Фомин попытался вытолкнуть кляп изо рта, сделал в воздухе несколько судорожных движений и повис, едва не доставая ногами земли, в черном длинном пальто, застегнутом на все пуговицы. Ваня Туркенич повернул его лицом к Садовой улице и английской булавкой прикрепил на груди бумажку, объяснявшую, за какое преступление казнен Игнат Фомин.
Потом они разошлись, каждый своим путем, только маленький Радик Юркин отправился ночевать к Жоре на выселки.
– Как ты себя чувствуешь? – блестя во тьме черными глазами, страшным шепотом спрашивал Жора Радика, которого била дрожь.
– Спать охота, просто спасу нет… Ведь я привык очень рано ложиться, – сказал Радик и посмотрел на Жору тихими, кроткими глазами.
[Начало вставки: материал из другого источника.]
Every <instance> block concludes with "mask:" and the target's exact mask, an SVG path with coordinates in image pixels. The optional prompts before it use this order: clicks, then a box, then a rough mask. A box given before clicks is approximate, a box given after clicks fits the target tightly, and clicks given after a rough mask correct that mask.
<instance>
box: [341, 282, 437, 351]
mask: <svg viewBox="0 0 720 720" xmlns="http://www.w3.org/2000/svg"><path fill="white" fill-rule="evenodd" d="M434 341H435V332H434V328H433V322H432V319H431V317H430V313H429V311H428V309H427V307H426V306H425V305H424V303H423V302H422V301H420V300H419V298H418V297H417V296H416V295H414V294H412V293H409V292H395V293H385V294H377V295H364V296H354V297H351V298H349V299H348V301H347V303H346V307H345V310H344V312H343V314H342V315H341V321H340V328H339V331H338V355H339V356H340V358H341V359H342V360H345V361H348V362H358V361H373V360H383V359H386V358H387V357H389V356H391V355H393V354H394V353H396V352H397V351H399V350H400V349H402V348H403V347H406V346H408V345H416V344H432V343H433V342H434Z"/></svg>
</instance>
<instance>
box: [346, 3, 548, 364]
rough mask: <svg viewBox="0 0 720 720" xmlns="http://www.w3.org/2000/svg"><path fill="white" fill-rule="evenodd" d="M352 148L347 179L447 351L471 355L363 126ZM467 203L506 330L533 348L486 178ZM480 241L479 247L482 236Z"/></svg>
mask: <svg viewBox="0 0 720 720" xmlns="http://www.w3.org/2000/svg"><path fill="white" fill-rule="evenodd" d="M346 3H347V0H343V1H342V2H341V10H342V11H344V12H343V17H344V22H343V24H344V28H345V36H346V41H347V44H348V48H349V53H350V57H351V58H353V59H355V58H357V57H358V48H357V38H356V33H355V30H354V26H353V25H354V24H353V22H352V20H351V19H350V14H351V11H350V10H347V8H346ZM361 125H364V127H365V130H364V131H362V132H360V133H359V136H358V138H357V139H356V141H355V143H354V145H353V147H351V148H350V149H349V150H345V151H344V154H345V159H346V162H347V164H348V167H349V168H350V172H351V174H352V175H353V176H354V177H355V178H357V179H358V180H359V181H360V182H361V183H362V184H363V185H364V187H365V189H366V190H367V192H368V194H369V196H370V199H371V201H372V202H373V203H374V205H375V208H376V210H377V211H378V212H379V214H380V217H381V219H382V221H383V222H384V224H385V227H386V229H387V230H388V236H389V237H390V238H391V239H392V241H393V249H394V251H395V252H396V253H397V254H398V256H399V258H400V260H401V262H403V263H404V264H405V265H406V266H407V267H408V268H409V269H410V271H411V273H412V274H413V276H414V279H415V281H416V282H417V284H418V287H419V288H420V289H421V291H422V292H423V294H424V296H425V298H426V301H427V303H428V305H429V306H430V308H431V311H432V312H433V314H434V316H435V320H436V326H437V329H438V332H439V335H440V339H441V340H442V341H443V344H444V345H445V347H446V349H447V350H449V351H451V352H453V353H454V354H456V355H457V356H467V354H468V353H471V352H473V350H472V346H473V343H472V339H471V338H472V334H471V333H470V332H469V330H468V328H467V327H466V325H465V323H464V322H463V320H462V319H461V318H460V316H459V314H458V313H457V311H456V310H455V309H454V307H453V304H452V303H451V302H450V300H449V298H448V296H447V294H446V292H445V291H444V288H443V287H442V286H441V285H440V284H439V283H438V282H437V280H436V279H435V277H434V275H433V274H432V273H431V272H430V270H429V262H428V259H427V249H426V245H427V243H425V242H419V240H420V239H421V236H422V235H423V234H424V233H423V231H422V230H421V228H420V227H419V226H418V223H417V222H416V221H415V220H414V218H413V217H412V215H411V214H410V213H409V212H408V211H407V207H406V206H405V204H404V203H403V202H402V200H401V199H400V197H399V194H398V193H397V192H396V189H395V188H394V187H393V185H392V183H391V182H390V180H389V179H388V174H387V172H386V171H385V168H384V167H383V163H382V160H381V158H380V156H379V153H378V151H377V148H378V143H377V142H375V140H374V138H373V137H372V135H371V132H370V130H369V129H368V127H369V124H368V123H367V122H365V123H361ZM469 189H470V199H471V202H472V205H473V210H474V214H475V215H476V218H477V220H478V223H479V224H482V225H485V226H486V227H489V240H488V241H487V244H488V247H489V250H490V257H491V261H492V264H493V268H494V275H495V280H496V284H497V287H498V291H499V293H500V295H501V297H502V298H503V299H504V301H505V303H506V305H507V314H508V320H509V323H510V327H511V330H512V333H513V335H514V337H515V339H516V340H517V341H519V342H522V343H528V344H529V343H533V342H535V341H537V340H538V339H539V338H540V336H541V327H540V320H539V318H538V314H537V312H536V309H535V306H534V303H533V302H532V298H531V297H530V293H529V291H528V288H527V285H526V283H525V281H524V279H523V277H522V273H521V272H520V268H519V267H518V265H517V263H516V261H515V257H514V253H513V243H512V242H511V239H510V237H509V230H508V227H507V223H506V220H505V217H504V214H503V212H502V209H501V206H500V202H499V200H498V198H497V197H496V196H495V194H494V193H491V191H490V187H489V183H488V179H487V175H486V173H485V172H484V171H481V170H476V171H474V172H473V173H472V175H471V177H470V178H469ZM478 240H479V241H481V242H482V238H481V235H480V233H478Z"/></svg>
Сережка Тюленин в раздумье стоял под деревьями парка. Вот наконец свершилось то, в чем он поклялся себе еще в тот день, когда узнал, что большой и добрый человек, которого он видел у Фомина, выдан своим хозяином немецким властям. Сережка не только настоял на свершении приговора, он отдал этому все свои физические и душевные силы, и вот это свершилось. В нем мешались чувство удовлетворения, и азарт удачи, и последние запоздалые вспышки мести, и страшная усталость, и желание начисто вымыться горячей водой, и необыкновенная жажда чудесного дружеского разговора о чем-то совсем-совсем далеком, очень наивном, светлом, как шепот листвы, журчание ручья или свет солнца на закрытых, утомленных веках…
Самое счастливое было бы сейчас очутиться вместе с Валей. Но он никогда бы не решился зайти к ней ночью, да еще в присутствии матери и маленькой сестренки. Да Вали и не было в городе: она ушла в поселок Краснодон.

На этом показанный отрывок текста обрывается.